Si on s’indigne, avec raison, de découvrir la négligence crasse subie par des aînés dans certaines résidences privées – le CHSLD Herron n’est probablement que la pointe de l’iceberg –, on aurait tort de croire qu’il s’agit d’exemples isolés.

Ces dénis de soins – dénis de droit – se produisent malheureusement trop souvent, à même le domicile de personnes en situation de handicap, invisibilisées par une triste combinaison de sous-représentation sociale et de mépris politique.

Pourtant, ce qui est intolérable en institution devrait l’être autant à domicile. Dans le très relatif confort de leur foyer, elles sont susceptibles de subir de la maltraitance, qui n’est pas sans rappeler celle dont nous avons collectivement pris connaissance avec horreur il y a quelques jours.

Indignés, donc, de savoir que plusieurs résidants de ces « milieux de vie » ont passé d’intolérables heures avec des fournitures d’incontinence souillées, que leur intégrité physique et psychologique a été bafouée parce qu’on leur refusait des mesures d’hygiène élémentaires ou une alimentation suffisante ? Que certains d’entre eux ont été cloués au lit, faute de personnel pour les lever ?

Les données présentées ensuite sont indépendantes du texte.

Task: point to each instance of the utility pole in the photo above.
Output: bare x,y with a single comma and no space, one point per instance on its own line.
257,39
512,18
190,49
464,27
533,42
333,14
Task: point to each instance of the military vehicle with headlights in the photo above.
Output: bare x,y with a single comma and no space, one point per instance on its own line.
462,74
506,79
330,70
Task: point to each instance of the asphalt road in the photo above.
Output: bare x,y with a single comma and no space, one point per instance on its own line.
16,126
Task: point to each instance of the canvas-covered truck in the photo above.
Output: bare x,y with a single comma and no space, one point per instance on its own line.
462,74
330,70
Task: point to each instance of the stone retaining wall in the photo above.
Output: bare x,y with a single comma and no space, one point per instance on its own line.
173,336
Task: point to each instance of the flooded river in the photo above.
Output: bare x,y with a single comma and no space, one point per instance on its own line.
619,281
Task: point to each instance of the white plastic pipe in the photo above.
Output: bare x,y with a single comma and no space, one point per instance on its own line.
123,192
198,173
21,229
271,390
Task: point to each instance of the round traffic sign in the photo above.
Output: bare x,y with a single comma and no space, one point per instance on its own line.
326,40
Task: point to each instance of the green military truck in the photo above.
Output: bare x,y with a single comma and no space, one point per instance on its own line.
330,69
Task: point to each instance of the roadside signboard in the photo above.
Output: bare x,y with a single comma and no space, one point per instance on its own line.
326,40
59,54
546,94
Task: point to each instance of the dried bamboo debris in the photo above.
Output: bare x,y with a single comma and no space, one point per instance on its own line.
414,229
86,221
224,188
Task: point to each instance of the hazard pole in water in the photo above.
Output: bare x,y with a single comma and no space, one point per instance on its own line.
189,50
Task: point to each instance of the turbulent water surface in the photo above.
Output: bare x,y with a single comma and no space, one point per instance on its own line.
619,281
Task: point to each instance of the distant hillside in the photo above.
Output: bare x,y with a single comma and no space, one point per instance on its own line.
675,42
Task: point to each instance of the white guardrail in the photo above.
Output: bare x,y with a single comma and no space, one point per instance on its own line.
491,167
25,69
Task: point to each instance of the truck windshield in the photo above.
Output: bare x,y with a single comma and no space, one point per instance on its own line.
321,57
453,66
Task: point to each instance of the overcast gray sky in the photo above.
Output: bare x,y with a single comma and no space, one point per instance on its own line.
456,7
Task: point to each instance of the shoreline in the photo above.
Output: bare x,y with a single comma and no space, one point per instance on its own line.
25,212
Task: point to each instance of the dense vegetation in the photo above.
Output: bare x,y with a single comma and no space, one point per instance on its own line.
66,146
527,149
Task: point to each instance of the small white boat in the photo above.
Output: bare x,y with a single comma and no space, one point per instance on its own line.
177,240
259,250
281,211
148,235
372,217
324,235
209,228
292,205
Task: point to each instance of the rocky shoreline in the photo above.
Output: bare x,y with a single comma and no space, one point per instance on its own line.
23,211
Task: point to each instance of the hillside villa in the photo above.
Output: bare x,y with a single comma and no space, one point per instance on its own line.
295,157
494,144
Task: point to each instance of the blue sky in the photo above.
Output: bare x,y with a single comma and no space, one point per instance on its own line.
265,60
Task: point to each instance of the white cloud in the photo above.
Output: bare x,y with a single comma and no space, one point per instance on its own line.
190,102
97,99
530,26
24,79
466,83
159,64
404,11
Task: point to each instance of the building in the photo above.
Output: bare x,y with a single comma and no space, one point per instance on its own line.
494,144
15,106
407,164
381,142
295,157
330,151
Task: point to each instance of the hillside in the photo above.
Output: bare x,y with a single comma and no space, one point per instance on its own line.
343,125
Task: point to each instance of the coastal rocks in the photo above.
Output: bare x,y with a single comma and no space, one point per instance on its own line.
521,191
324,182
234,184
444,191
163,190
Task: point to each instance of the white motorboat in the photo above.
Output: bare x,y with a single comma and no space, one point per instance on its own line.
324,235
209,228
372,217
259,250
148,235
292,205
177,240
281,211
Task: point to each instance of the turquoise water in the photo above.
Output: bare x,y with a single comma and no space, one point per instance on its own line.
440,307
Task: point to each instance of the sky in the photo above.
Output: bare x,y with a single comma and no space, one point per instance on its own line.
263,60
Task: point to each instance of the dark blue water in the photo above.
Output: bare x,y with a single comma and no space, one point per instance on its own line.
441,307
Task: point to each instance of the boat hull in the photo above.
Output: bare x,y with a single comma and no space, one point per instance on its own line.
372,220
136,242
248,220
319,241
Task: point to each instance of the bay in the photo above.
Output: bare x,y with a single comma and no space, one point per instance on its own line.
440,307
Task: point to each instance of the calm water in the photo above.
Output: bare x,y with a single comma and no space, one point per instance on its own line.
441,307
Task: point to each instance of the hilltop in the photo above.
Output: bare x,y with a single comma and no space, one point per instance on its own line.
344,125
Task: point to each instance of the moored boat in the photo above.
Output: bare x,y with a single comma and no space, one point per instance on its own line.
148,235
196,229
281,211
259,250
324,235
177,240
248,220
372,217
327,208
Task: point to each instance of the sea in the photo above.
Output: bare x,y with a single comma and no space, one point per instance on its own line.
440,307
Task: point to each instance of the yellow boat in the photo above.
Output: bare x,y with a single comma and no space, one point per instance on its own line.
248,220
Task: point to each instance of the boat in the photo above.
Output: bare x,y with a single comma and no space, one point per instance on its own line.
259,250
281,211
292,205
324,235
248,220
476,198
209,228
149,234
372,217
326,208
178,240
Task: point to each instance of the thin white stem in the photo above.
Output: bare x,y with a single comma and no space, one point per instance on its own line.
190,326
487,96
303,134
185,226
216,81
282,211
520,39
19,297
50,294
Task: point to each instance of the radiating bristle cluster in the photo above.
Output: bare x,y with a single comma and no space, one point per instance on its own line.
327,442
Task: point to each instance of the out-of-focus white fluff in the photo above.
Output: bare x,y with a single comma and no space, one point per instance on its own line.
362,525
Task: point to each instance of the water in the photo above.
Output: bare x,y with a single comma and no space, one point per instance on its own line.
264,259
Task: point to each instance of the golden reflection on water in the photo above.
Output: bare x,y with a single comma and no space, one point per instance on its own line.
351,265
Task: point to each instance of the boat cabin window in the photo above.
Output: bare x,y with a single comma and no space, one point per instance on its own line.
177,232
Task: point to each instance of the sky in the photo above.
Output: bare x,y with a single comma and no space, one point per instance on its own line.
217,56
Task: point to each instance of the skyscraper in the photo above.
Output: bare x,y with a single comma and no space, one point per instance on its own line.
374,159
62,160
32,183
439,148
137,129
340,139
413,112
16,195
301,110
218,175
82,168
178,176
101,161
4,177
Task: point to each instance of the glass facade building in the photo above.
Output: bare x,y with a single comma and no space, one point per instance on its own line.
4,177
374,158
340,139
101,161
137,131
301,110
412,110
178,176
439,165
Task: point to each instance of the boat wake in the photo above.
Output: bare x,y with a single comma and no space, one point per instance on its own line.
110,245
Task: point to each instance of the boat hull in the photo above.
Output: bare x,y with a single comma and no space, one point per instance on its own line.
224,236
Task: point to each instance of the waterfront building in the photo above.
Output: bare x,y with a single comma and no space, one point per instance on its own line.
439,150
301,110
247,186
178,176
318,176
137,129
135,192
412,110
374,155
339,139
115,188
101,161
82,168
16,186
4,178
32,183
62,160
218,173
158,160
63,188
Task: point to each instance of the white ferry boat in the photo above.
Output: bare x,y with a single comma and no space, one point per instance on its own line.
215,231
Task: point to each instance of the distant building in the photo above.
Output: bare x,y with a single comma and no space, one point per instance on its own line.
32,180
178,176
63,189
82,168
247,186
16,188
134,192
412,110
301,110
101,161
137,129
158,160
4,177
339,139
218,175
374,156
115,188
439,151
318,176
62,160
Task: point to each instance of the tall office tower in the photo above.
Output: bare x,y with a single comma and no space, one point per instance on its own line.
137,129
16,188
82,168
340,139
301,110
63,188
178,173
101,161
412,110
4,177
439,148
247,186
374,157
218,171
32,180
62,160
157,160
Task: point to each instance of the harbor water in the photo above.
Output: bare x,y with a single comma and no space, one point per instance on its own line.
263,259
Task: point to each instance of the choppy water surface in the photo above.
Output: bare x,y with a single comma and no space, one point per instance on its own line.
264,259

C’est le sort auquel le gouvernement condamne de nombreuses personnes en situation de handicap s’il n’améliore pas substantiellement les conditions de travail des préposées du chèque emploi-service (CES).

Le CES est un programme permettant à une personne d’obtenir des services à domicile grâce à l’embauche de préposées par contrat de gré à gré. Historiquement, il a été le maillon faible du continuum de soutien à domicile au Québec.

Avant la crise de la COVID-19, les travailleuses du CES étaient déjà parmi les moins bien payées du secteur de la santé et leur embauche et leur rétention étaient extrêmement difficiles. Au cours des dernières semaines, le gouvernement a multiplié les annonces afin de rendre les emplois dans les établissements publics et privés de santé plus attrayants, mais rien, absolument rien, n’a été offert aux 21 958 employées du CES qui effectuent pourtant les mêmes tâches auprès des mêmes clientèles, mais à domicile.

À défaut de rémunérer et de valoriser adéquatement le travail de ces préposées, il y a tout lieu de croire qu’elles abandonneront en masse le CES au profit de postes équivalents dans le réseau public, les agences de placements ou les résidences privées. Les conséquences seraient alors désastreuses pour les personnes en situation de handicap qui les embauchent pour des tâches aussi vitales que l’aide aux levées ou à l’alimentation.

Le drame du CHSLD Herron et des autres milieux de vie institutionnels négligés, c’est donc le drame qui guette les 12 632 personnes qui reçoivent leurs services à domicile par l’entremise du CES si le gouvernement ne corrige pas rapidement cette iniquité.